曲末,音调渐低,一切似乎就此落幕,突然琴声又是一变,峰回路转,柳暗花明。伊人霍然扬首,天涯尽头,遥见那人远远而来,手牵一条红线,一端系着自己,一端系着她。
苏恒听得痴了,不觉向外奔去。艳姬连忙追了出去,后方众人跟上。
循声望去,但见大殿正对面的山崖上,有名绿裙女子抚琴而坐,素手轻挑,指尖律动,奏起一个个饱含深情的音符。

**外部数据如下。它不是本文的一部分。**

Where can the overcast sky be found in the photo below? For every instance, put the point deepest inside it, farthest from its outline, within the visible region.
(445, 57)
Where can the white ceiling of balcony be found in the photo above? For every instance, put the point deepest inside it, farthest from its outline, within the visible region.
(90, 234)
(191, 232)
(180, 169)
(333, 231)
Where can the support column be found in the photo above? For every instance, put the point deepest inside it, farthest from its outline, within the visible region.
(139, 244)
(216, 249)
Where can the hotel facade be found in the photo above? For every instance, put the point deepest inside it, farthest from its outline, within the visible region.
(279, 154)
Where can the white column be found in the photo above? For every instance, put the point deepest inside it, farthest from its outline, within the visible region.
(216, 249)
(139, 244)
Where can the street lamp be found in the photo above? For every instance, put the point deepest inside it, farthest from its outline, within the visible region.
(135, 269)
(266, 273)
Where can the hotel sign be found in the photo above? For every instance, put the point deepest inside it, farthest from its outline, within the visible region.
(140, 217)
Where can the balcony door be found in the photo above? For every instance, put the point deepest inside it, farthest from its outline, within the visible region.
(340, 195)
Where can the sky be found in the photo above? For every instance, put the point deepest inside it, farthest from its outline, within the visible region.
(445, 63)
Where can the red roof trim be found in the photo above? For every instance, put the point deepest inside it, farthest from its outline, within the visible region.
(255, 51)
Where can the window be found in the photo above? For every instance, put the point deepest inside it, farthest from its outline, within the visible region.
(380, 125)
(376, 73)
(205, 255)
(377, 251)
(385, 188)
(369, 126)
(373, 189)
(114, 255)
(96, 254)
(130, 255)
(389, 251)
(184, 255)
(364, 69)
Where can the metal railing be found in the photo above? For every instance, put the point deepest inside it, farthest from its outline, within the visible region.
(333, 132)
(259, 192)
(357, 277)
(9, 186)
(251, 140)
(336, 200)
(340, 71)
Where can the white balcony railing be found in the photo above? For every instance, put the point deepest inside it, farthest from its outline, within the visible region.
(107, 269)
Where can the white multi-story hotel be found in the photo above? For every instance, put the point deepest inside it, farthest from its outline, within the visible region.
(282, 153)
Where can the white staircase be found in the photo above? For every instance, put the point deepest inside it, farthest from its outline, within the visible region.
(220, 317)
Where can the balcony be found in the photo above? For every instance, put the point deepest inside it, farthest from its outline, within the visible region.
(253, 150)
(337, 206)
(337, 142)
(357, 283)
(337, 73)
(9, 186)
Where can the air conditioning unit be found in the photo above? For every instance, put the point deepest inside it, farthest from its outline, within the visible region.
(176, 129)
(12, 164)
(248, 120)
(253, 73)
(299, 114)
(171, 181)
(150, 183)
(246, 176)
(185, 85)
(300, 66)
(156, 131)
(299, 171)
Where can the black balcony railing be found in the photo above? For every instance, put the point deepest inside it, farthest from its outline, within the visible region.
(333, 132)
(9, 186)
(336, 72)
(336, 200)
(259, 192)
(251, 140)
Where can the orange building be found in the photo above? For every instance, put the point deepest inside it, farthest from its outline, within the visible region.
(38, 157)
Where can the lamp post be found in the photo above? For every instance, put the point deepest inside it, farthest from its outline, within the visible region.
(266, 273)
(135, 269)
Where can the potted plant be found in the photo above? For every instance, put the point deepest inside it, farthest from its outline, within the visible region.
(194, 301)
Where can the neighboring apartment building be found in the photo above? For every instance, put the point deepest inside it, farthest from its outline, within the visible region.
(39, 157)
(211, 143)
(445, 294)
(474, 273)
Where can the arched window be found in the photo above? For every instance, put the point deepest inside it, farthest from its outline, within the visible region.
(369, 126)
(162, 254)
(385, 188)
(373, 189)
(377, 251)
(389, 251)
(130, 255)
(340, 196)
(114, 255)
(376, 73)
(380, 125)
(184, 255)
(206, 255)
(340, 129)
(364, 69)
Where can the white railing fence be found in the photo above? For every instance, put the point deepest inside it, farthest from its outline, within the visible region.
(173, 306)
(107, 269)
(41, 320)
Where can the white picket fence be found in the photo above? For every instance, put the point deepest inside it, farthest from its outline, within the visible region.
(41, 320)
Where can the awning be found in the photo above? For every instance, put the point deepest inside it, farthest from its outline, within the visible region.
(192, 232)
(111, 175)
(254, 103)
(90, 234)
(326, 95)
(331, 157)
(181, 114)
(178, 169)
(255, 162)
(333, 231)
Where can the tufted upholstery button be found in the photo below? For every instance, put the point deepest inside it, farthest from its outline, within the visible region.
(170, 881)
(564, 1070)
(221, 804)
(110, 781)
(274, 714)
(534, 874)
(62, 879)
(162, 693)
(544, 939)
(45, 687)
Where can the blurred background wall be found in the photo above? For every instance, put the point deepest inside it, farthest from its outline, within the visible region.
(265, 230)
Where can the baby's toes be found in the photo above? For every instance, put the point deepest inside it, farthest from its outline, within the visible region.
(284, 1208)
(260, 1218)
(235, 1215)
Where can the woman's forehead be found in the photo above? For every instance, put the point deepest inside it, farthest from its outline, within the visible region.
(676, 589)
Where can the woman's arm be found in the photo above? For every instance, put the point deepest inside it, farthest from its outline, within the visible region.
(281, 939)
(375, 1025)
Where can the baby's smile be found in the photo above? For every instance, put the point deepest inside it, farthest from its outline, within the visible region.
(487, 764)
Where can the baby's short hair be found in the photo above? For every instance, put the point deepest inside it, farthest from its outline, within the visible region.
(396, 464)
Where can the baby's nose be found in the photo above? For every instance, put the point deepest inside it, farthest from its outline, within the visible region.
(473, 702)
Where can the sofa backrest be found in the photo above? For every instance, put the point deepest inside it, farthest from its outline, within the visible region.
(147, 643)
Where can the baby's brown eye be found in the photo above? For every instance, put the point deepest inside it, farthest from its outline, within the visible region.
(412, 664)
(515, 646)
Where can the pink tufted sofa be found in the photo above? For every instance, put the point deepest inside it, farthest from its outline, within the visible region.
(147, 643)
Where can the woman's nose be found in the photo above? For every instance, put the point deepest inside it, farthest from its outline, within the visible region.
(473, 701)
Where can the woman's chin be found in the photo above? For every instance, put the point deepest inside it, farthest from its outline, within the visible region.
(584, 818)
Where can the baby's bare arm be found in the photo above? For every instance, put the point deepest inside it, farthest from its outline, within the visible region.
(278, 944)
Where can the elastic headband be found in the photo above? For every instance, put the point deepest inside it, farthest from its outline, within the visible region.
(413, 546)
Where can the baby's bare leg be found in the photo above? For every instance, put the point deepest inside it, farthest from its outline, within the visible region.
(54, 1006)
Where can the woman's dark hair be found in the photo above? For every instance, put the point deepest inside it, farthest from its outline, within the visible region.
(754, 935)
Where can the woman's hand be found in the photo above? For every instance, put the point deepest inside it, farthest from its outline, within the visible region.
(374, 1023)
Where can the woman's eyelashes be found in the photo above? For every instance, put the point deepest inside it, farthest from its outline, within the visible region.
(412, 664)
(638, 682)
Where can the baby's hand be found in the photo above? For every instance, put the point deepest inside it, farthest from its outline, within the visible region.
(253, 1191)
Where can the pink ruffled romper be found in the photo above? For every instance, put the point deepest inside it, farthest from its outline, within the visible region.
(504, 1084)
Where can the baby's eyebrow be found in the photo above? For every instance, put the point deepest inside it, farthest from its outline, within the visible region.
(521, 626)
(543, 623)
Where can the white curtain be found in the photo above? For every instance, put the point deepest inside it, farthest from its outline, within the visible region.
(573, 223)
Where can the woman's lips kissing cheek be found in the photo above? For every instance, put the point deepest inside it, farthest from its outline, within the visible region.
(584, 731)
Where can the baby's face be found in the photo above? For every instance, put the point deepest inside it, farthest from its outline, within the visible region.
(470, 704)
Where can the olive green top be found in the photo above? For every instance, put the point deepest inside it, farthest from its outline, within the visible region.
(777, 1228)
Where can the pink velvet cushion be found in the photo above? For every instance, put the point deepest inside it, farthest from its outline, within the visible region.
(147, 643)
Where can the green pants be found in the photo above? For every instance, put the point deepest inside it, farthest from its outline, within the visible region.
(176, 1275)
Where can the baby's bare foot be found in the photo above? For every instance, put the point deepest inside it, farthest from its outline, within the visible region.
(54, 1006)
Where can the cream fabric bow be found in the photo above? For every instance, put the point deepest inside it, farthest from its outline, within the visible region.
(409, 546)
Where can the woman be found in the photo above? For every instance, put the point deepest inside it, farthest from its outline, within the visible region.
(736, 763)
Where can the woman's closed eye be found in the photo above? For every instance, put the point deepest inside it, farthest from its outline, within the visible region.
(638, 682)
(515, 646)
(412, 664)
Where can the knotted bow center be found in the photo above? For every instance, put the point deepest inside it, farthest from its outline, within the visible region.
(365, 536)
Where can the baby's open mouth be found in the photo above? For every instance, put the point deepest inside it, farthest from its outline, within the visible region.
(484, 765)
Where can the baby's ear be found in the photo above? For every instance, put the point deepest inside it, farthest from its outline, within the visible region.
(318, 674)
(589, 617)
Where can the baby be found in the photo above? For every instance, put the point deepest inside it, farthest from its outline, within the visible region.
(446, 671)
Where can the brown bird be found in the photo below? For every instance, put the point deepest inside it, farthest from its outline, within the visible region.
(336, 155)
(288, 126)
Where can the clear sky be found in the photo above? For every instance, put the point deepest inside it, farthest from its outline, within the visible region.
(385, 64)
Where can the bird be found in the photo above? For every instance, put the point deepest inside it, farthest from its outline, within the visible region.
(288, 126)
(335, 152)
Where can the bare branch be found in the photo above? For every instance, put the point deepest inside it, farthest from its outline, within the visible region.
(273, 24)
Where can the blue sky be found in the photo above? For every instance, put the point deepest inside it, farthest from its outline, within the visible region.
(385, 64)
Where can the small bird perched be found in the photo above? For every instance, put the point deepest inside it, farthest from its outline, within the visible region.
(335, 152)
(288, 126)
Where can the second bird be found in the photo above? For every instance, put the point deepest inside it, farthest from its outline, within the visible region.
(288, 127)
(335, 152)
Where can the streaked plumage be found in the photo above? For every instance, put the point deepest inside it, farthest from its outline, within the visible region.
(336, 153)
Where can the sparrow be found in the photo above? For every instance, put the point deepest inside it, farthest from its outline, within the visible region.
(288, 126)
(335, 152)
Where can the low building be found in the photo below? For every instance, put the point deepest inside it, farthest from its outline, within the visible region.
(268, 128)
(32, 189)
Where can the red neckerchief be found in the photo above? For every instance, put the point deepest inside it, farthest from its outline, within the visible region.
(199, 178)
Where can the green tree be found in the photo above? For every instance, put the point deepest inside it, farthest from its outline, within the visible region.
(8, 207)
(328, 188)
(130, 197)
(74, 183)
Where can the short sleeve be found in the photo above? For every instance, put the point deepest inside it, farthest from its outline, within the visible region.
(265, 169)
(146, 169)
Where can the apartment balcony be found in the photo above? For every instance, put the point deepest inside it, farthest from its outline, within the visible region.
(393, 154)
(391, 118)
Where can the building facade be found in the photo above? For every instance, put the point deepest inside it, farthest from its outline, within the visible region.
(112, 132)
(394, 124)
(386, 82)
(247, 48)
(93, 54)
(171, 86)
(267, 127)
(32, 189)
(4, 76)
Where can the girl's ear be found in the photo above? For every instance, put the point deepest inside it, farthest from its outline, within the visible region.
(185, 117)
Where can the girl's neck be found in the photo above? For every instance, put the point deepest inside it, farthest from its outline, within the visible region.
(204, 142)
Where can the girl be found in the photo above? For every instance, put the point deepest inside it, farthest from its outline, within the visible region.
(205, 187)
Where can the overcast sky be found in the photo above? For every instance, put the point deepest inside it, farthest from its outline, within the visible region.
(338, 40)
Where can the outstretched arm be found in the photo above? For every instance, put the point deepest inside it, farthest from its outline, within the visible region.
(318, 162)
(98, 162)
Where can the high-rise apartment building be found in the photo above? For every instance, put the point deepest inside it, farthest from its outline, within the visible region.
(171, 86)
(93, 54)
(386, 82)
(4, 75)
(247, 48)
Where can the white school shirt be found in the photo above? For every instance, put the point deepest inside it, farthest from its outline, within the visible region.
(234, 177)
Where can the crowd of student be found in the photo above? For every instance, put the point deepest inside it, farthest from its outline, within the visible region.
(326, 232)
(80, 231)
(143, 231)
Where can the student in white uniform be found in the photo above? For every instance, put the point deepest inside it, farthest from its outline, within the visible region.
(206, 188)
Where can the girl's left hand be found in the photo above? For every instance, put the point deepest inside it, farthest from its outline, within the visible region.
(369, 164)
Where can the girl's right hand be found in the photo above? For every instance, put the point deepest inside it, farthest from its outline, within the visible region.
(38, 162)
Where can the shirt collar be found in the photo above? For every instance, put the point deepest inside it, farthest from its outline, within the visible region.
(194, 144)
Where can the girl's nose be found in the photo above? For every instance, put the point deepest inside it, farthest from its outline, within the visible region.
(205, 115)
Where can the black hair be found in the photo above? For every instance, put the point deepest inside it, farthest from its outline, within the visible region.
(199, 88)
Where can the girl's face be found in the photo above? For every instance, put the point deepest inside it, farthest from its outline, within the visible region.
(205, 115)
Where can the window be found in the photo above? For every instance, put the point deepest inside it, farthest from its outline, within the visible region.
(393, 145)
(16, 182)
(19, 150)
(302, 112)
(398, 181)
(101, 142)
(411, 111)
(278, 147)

见众人涌出屋外,绿裙女子轻轻吟唱起来,“天缘来相濡以沫,摇渡风雨同舟。西呼东啸双飞雁,纵别不忘江湖。
山无棱,海无涯,月盈月亏自有数。
相会可期,异蟾宫离愁,冰桂玉树,红绳同心付。
踏天路,睥睨四海豪楚,英雄掌上明珠。
祥云南来迎新人,苍穹挂江山图。
脱纷争,话绮户,天骄未暮天来妒。
邪术迷眸,魅六神无主,心存真情,今朝能醒悟。”
音符跳跃,女子婉转歌喉,歌与曲和,真如戛玉鸣球,万壑松涛,余音绕梁,三日不绝。深深厚意,切切真情,皆蕴于曲中,极尽千般妙音,使闻者恍如身在瑶池凤阙,飘飘然若比翼逍遥自在仙。
诚所谓:此曲只应天上有,人间能得几回闻?
苏恒早已如痴如醉,女子美妙的歌喉和琴音相和,逐渐唤醒着他内心深处那逝去的记忆。
在琴音传来的时候,艳姬便已心生不安,目光片刻不离苏恒。此时见其如此,暗呼不妙,连忙向付、顾二人传音。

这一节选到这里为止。